Some people will remember the appearance of yellow clinical waste sacks in litter bins on railway stations across central and eastern Scotland some years ago. Purchased by “mistake” – no doubt the mistake was that there was a cheap deal too good to miss – this created problems all over the country. It took months to correct the error, and for many months after that the odd yellow sack turned up from the back of the station store cupboard.
The problem has now recurred, this time in the north west of England.
Waiting for a train back to London, I was amazed to see a clinical waste sack mounted on a trolley used for general litter picking. A quick look around and several waste paper bins were similarly provided with yellow clinical waste sacks, that could be spotted from the train as we passed through several of the nearby stations.

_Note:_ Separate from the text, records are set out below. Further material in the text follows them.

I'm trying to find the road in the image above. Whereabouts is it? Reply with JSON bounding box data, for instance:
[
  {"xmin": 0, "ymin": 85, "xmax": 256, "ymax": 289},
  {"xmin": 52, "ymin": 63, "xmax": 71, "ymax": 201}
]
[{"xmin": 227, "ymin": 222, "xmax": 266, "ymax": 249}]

Sorry about the quality of the photo, it was taken with a mobile phone.
The 2006 change from predominantly yellow to predominantly orange sacks for clinical waste was of doubtful value and was discussed widely at that time – check out the Clinical Waste Discussion Forum archives. It must have resulted in manufacturers and supplies holding vast stocks of yellow sacks that move slowly if at all. Inevitably, the temptation must be to see them off at reduced cost, defeating the value of colour coding of bagged wastes and causing problems as these wastes pass along the disposal chain.
Where did all the yellow sacks go? And why always the railways?